The Evolution of the Hedge Fund

Guest Lecture for MIT 18.5096
Topics in Mathematics with Applications in Finance

Jonathan Larkin

October 2, 2025

Disclaimer

This presentation is for informational purposes only and reflects my personal views and interests. It does not constitute investment advice and is not representative of any current or former employer. The information presented is based on publicly available sources. References to specific firms are for illustrative purposes only and do not imply endorsement.

About Me

Managing Director at Columbia Investment Management Co., LLC, generalist allocator, lead Data Science and Research. Formerly CIO at Quantopian, Global Head of Equities and Millennium Management LLC, and Co-Head of Equity Derivatives Trading at JPMorgan.

This presentation is available at github.com/marketneutral/hedge_fund_evolution.

What Evolution?

Two trends

  • Unbundling
  • Human + Machine Collaboration

Background & Theory

What is a model-driven forecast?

  • Fit a model \(f\) to past data by minimizing prediction error: \[ \min_f \sum_t L\big(y_t, f(X_t)\big) \]

  • Use \(f\) to predict future outcomes: \(\hat{y}_k = f(X_k), \quad k > t\)

  • Inputs \(X_t\): features at time \(t\) (e.g., momentum, valuation, sentiment)

  • Target \(y_t\): what we want to predict (e.g., next-week return)

  • Model \(f\): linear regression, random forest, neural net

  • Goal: \(\hat{y}_k \approx y_k\) on new, unseen data

  • Tasks: regression (continuous \(y\)) or classification (discrete \(y\))

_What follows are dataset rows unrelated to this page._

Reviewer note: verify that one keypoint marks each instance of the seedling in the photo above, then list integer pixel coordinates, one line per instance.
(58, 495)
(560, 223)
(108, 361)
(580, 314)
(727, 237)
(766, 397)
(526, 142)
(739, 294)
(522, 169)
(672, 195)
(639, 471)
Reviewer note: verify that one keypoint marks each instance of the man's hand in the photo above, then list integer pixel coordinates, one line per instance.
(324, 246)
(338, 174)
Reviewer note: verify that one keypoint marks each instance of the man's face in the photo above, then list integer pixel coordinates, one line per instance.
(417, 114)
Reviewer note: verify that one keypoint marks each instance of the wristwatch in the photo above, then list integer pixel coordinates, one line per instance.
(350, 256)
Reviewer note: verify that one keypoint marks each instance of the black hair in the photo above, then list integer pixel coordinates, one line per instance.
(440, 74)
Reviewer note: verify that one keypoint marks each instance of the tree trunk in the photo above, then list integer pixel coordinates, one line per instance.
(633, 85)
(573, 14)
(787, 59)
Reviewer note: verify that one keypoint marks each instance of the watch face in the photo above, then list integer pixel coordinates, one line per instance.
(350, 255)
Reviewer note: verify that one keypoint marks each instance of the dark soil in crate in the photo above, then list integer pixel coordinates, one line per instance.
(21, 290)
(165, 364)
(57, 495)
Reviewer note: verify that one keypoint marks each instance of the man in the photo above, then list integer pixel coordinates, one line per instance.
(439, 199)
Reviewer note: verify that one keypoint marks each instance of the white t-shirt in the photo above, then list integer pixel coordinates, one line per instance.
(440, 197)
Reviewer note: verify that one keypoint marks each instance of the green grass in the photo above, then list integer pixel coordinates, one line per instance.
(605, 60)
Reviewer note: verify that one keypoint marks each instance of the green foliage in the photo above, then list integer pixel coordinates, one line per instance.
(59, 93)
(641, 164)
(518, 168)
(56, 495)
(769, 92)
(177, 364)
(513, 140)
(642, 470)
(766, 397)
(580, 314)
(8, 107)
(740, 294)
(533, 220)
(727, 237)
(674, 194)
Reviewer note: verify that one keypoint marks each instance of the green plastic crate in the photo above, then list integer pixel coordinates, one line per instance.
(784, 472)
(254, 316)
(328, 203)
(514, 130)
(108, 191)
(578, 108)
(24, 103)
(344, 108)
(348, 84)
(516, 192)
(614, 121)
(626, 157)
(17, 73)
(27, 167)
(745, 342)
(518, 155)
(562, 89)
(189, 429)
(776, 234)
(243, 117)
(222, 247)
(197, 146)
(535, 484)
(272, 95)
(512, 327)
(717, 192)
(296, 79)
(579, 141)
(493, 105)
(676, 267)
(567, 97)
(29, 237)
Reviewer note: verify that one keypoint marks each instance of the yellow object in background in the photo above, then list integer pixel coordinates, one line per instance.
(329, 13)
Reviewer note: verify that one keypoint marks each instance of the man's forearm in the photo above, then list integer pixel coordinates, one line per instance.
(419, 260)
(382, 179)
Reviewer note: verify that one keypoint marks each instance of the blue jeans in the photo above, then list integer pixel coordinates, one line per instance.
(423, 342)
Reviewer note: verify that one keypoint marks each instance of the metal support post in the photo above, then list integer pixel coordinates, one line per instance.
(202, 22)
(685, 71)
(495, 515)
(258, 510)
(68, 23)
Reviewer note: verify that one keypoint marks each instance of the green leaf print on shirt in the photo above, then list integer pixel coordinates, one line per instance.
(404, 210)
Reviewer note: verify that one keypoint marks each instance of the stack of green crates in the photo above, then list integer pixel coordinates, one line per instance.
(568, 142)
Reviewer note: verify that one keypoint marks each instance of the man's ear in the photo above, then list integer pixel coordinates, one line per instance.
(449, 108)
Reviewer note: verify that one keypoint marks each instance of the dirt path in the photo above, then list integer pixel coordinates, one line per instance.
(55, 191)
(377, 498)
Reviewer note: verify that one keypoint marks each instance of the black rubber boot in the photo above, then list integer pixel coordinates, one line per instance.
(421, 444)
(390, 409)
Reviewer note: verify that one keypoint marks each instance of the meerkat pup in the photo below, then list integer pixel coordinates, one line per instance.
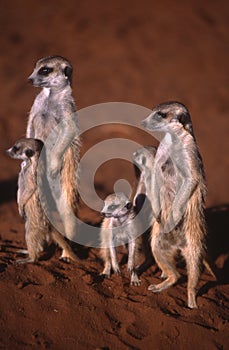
(178, 193)
(37, 228)
(119, 227)
(54, 121)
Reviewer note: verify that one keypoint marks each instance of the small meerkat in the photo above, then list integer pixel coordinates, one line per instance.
(178, 191)
(119, 227)
(37, 227)
(53, 120)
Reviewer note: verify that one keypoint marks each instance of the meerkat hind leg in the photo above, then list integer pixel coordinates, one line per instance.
(67, 253)
(135, 280)
(107, 269)
(168, 270)
(25, 260)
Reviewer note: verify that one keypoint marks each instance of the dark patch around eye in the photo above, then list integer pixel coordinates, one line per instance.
(29, 153)
(15, 149)
(112, 207)
(45, 71)
(162, 115)
(128, 205)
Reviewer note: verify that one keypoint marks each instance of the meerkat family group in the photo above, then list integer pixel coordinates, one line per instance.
(172, 178)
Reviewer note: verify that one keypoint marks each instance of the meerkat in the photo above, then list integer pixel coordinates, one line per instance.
(119, 228)
(143, 159)
(37, 227)
(53, 120)
(178, 191)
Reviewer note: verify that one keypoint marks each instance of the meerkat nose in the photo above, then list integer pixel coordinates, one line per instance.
(143, 123)
(30, 78)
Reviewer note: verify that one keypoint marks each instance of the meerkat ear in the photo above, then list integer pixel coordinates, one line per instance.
(143, 160)
(29, 153)
(68, 73)
(185, 120)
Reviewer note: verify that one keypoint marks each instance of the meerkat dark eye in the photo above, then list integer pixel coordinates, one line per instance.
(112, 207)
(29, 153)
(45, 71)
(161, 114)
(15, 149)
(128, 205)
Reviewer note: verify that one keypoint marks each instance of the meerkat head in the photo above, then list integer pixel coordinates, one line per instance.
(144, 157)
(25, 149)
(52, 72)
(116, 205)
(164, 114)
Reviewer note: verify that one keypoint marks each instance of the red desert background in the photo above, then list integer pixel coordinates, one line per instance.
(138, 52)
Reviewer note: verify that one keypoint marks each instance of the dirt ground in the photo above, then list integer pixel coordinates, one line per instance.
(135, 52)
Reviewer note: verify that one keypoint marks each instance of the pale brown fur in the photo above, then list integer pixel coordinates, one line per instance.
(53, 120)
(177, 198)
(119, 227)
(38, 230)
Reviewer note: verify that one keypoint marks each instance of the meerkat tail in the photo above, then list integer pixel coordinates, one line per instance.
(69, 176)
(211, 268)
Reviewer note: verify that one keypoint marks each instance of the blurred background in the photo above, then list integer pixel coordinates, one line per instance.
(141, 52)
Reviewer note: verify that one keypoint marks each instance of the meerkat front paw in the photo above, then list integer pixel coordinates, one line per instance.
(135, 281)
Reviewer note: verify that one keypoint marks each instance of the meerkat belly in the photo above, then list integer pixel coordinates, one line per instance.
(44, 126)
(35, 214)
(174, 240)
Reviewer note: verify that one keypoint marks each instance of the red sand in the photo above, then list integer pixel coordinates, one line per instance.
(143, 54)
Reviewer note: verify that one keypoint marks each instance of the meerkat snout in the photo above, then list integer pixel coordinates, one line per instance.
(51, 72)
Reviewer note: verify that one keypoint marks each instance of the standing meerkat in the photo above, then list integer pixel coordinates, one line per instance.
(119, 228)
(54, 121)
(37, 228)
(177, 198)
(144, 158)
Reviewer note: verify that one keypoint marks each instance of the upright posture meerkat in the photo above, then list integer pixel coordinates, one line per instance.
(37, 227)
(54, 121)
(144, 158)
(177, 198)
(119, 228)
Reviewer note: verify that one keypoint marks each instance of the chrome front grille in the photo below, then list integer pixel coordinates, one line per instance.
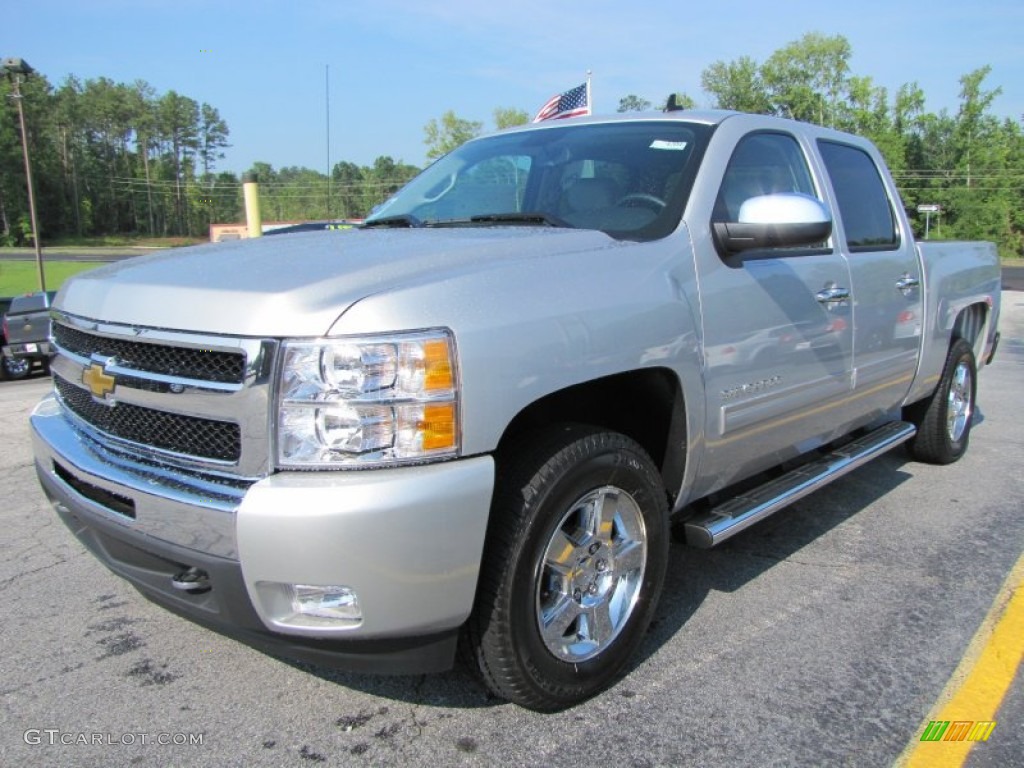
(204, 438)
(198, 401)
(159, 358)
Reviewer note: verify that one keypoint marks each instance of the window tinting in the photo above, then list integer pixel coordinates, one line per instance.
(762, 164)
(863, 205)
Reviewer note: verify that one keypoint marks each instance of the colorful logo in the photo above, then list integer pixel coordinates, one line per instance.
(958, 730)
(98, 381)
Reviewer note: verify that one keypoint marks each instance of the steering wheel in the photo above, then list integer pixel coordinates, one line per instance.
(641, 200)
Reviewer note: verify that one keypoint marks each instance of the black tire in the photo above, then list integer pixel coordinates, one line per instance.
(16, 368)
(544, 562)
(943, 420)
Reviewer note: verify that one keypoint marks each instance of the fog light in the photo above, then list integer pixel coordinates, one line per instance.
(339, 603)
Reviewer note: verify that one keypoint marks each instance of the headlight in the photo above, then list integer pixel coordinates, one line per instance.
(368, 401)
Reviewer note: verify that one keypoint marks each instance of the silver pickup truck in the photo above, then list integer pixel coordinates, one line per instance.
(477, 420)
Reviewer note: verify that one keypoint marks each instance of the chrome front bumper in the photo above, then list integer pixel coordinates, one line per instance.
(408, 541)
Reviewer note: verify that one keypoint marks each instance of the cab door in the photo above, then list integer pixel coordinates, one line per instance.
(776, 323)
(885, 270)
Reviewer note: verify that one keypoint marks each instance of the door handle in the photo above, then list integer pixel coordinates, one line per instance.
(833, 295)
(906, 284)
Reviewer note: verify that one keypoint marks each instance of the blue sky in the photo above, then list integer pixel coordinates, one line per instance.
(394, 65)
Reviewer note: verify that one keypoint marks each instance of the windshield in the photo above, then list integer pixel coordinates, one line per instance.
(630, 180)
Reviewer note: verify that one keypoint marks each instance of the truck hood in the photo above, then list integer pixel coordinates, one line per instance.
(298, 285)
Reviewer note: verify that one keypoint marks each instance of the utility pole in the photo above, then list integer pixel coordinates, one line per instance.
(15, 70)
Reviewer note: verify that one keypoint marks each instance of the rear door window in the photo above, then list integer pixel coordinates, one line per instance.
(863, 205)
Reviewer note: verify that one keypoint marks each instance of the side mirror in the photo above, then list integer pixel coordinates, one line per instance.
(783, 220)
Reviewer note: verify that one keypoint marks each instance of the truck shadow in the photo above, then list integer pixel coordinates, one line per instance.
(692, 576)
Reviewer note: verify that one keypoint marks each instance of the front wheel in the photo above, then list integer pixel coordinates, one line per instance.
(572, 568)
(943, 420)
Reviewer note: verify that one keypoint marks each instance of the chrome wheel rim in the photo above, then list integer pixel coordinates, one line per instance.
(958, 407)
(591, 574)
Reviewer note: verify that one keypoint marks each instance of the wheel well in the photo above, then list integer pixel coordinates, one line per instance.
(646, 406)
(970, 326)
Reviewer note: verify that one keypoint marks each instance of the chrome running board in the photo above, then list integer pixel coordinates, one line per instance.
(738, 513)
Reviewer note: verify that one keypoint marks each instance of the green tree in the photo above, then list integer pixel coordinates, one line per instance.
(736, 85)
(679, 101)
(633, 102)
(441, 136)
(506, 117)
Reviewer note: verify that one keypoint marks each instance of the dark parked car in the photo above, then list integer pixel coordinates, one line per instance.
(27, 334)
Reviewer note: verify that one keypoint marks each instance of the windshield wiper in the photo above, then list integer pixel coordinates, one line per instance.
(402, 219)
(532, 217)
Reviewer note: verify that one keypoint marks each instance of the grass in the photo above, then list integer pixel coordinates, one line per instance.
(120, 240)
(20, 276)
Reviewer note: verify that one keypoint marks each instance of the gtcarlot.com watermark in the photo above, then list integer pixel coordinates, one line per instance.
(55, 736)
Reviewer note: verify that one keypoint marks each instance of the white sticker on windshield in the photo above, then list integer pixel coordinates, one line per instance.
(658, 143)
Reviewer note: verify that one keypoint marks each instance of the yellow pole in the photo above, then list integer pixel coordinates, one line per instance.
(250, 187)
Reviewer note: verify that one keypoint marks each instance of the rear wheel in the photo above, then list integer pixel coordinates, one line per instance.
(573, 564)
(943, 420)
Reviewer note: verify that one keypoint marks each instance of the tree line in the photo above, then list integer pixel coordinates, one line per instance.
(114, 158)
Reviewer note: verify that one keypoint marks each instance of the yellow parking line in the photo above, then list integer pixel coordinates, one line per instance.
(973, 695)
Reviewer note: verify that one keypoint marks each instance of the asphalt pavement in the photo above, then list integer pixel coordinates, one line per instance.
(822, 636)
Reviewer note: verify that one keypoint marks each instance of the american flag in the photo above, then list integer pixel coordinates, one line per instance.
(569, 104)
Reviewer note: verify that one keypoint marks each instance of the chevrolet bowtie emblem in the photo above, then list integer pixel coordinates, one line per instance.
(98, 381)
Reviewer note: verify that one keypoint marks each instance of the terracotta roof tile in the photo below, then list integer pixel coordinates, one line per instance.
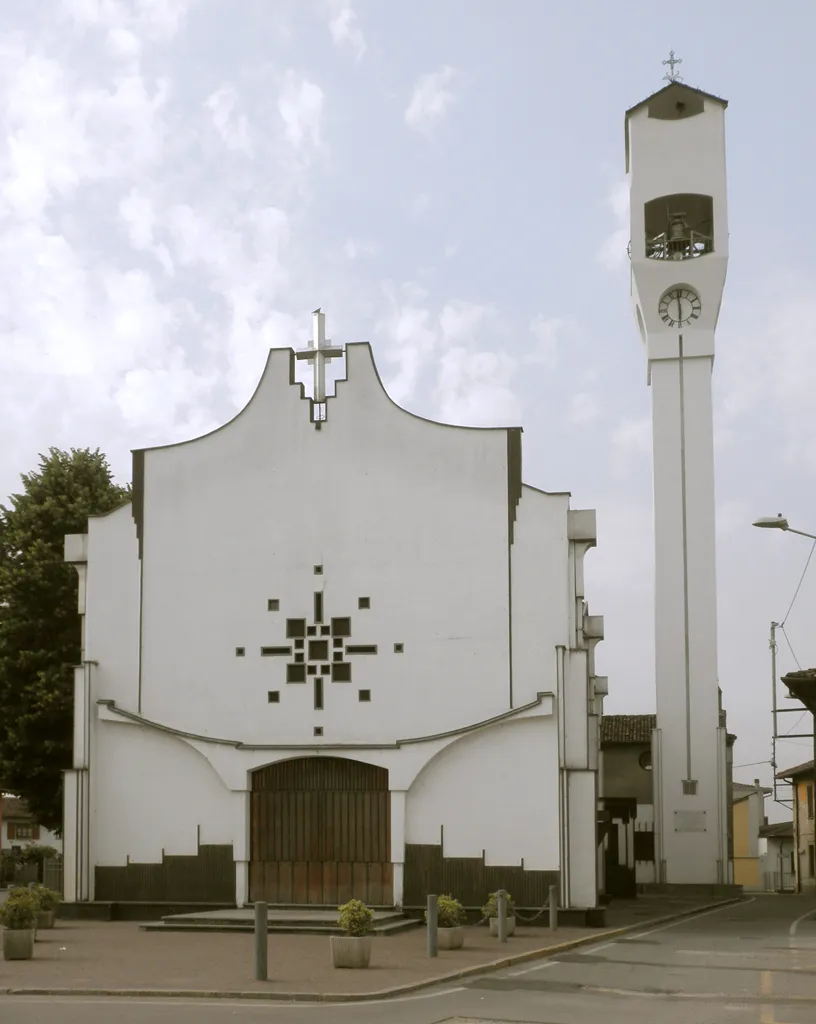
(13, 807)
(627, 729)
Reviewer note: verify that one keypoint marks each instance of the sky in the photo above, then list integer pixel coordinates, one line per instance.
(182, 181)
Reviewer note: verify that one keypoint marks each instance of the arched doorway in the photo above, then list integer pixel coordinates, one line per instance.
(320, 832)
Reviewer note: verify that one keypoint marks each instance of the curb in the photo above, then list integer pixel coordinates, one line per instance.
(469, 972)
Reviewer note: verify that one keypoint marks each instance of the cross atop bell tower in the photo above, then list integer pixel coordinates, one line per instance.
(672, 75)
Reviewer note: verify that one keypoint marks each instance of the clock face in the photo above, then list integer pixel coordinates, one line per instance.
(679, 306)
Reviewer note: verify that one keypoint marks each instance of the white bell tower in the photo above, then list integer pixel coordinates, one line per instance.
(679, 253)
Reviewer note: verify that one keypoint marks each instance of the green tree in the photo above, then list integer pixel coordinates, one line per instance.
(40, 624)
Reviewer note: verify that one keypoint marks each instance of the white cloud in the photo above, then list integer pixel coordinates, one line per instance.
(61, 134)
(158, 19)
(474, 388)
(230, 125)
(344, 28)
(432, 98)
(612, 252)
(412, 339)
(123, 43)
(632, 440)
(458, 346)
(300, 104)
(546, 333)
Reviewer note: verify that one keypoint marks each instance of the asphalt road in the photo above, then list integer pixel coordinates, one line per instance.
(748, 964)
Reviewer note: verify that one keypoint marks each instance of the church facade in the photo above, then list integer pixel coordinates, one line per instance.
(334, 649)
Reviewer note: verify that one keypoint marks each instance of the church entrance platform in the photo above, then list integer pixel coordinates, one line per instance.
(713, 892)
(304, 921)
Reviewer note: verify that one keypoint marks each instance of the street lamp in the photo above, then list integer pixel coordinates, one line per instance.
(780, 522)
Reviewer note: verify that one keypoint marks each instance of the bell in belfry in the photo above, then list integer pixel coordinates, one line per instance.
(678, 236)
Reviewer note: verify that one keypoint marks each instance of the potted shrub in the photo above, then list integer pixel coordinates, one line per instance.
(490, 909)
(354, 948)
(18, 915)
(49, 901)
(451, 920)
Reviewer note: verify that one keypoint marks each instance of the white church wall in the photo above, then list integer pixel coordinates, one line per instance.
(583, 842)
(112, 607)
(494, 791)
(541, 593)
(154, 793)
(229, 522)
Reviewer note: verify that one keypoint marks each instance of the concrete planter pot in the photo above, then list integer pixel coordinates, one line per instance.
(511, 926)
(451, 938)
(17, 943)
(350, 950)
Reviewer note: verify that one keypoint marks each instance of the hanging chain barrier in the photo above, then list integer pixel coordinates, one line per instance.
(527, 921)
(549, 906)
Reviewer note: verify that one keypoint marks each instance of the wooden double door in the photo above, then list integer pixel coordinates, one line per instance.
(320, 833)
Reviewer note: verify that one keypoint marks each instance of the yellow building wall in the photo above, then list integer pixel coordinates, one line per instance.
(739, 813)
(746, 871)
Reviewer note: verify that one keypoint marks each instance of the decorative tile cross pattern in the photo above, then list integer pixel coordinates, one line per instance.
(318, 649)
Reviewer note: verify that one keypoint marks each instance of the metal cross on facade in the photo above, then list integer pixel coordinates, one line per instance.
(318, 353)
(672, 75)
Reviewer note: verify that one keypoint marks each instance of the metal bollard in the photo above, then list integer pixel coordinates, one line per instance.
(433, 938)
(553, 908)
(502, 901)
(261, 925)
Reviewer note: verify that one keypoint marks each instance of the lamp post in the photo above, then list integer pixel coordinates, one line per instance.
(780, 522)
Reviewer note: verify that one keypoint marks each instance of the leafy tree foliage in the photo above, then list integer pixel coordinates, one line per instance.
(40, 624)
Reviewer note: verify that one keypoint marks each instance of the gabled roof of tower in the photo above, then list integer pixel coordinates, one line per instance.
(677, 86)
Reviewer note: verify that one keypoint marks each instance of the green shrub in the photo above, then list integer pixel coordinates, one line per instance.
(24, 893)
(34, 853)
(19, 912)
(48, 899)
(355, 919)
(449, 912)
(490, 908)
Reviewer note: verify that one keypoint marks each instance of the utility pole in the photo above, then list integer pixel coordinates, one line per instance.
(774, 713)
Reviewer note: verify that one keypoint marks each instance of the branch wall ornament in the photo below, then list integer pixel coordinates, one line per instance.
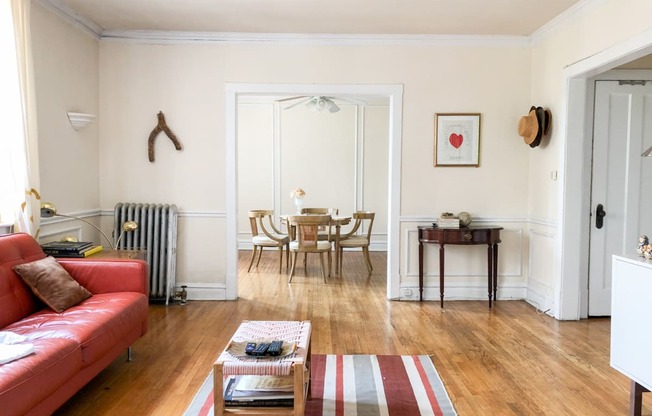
(160, 127)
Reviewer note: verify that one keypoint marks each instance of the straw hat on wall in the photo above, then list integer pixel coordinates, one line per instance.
(534, 125)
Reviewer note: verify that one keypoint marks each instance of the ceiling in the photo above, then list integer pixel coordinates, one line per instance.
(338, 17)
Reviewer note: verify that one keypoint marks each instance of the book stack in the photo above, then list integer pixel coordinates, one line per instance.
(70, 248)
(448, 223)
(259, 391)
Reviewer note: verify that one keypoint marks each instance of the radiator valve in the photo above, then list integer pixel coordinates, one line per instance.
(182, 294)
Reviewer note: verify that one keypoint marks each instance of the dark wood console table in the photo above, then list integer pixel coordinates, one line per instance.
(473, 235)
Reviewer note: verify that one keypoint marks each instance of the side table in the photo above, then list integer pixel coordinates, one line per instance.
(472, 235)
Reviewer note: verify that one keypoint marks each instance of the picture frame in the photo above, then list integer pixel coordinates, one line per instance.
(457, 139)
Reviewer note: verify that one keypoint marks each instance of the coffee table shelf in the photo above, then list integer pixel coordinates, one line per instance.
(297, 364)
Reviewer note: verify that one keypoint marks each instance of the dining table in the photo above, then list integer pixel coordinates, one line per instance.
(337, 221)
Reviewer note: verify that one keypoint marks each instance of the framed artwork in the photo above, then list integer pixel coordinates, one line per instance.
(457, 139)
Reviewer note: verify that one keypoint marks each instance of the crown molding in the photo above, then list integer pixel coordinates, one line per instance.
(178, 37)
(581, 8)
(167, 37)
(69, 15)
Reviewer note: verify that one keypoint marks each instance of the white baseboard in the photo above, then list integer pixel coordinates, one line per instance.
(411, 292)
(204, 291)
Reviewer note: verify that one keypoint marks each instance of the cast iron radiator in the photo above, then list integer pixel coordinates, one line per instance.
(157, 234)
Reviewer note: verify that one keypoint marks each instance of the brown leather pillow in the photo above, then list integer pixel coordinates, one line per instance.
(51, 283)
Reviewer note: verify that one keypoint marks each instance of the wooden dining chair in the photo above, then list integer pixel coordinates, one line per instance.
(265, 234)
(307, 240)
(323, 234)
(364, 220)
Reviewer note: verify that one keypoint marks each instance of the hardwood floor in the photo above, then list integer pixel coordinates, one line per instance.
(509, 360)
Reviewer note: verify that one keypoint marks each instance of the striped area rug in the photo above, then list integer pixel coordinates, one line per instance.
(363, 385)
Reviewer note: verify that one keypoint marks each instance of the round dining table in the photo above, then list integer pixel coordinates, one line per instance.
(337, 221)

Condorcet Jury Theorem (1785)

  • If each juror has probability > 1/2 of being correct, and errors are independent, then as the number of jurors n increases, the probability that the majority decision is correct approaches 1. \[ P(\text{majority correct}) \to 1 \quad \text{as } n \to \infty \]

  • e.g., sklearn.ensemble.VotingClassifier combines multiple models, but independence/diversity of errors matters.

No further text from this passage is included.